Museum of the Great War

We learned of the imminent opening of a museum dedicated to World War One from a cashier at a Carréfour market somewhere on the outskirts of Meaux as we headed into our final week in France. Her English was superb, but then, she said, she was half-English. Once settled into our gîte Milleroses, we tried to find out more. There is a poster for it, the Museum of the Great War 1914-1918, on the bus stop nearby. We collected brochures at the Office de Tourisme in Meaux. We searched the Internet for information and queried everyone we could find.

Information came out in drips and puddled in ever-changing configurations. Finally, a conversation with Flora Nicolas, Cemetery Assistant, and David Atkinson, Superintendent of the Aisne-Marne American Cemetery, brought details into focus. Work on the site was running behind and there was not a snowball’s chance in hell I would be able to witness the dedication or even be on the premises at that time. Mr. Atkinson made another comment that has stayed with me.  In reference to the amount of publicity dedicated to the museum, he said, the border between Île-de-France and Champagne is more like an impermeable wall. On his side, practically nothing has been said; on Paris airwaves it’s been Musée de la Grande Guerre 24/7 for months.

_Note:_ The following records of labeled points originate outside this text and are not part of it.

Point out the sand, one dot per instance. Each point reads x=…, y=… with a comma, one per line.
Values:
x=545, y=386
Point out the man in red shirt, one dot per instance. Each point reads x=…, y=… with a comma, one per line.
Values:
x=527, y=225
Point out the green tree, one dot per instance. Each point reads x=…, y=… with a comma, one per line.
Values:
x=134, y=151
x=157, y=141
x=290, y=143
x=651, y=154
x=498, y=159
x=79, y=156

The late Speaker of the House of Representatives, Thomas “Tip” O’Neill of Massachusetts, coined the phrase “All politics is local” decades ago. It’s true, and in France it seems that history no less than politics is also local. The British think of World War One in terms of Ypres and the Somme, the Canadians claim Vimy Ridge and Beaumont-Hamel, and Americans focus on the Argonne and Chateau-Thierry. The French, especially the denizens along the Front including the Saint-Mihiel Salient, the area around Verdun, and the Aisne-Marne, have different claims on the war, the battles and the suffering. Locality, or as the French say, pays, shapes memory, both historical and personal.

Frederick MacMonnies, La Liberté Éplorée (Liberty Weeping), 1932, Meaux, France

Tuesday afternoon, feeling somewhat at loose ends, my Dear One and I drove to the museum to see the massive monument,  La Liberté Eplorée (Liberty Weeping) designed by American sculptor Frederick MacMonnies (1863-1937) that has towered over that location on the Route de Varreddes since 1932. The commission came from an influential group in New York City as a way to honor those who died in the First Battle of the Marne and was seen as a gift in exchange for the Statue of Liberty. MacMonnies began work in 1917; carving began in 1924; the monument, all seven stories of it, was not finished until 1932.

detail of Liberty Weeping

Bodies twist and fall, intertwining in almost indecipherable complexity. The work is huge; it is visible from a distance although one wonders what will be the case in twenty or thirty years when the newly planted oaks and lindens have achieved mature size. For all its Baroque spiraling, the monument has a front and makes the most sense from that point of view. An allegorical figure, female and mighty, howls toward the heavens as she clings to a nude figure, presumably the body of a soldier, lying backwards over her knee in a sort of pietà .

François Rude, The Departure of the Volunteers (The Marseillaise)

The total effect is something of a cross between The Departure of the Volunteers – The Marseillaise (1833-36) by François Rude (1784-1855), which is on the Arc de Triomphe in Paris, and Call to Arms (c. 1879), a bronze by Auguste Rodin (1840-1917).

Auguste Rodin, Call to Arms

Musée de la Grande Guerre from the route du Varreddes

The museum itself looks approximately finished.

The exterior, sheathed in metal and glass, appears to cantilever from the hill where the MacMonnies’ sculpture stands. It suggests an abri and explores notions of shelter, to my eye anyway, in various ways. At the same time it has a somewhat anonymous, early-21st century modernity that alludes to the early 20thcentury functionalism of the architect Charles-Edouard Jeanneret better known as Le Corbusier. That at least was my first impression as I stood in the cold and damp, sneaking pictures that a worker had told me were not permitted. (I suspect restrictions had more to do with security for the opening than any concern about the building itself.)

new trees

Photographs and a video on the Internet show an interior and displays that are more or less complete. The next twenty-four hours are likely to be a mad scramble of positioning labels, closing up cases, and making sure the toilets are all functioning. Landscaping, pavements and plantings, will likely continue for the next month or so.  It’s an extensive piece of real estate and the museum and sculpture will anchor a new park. By spring I imagine it will look beautiful, as flowers and shrubs come into bloom.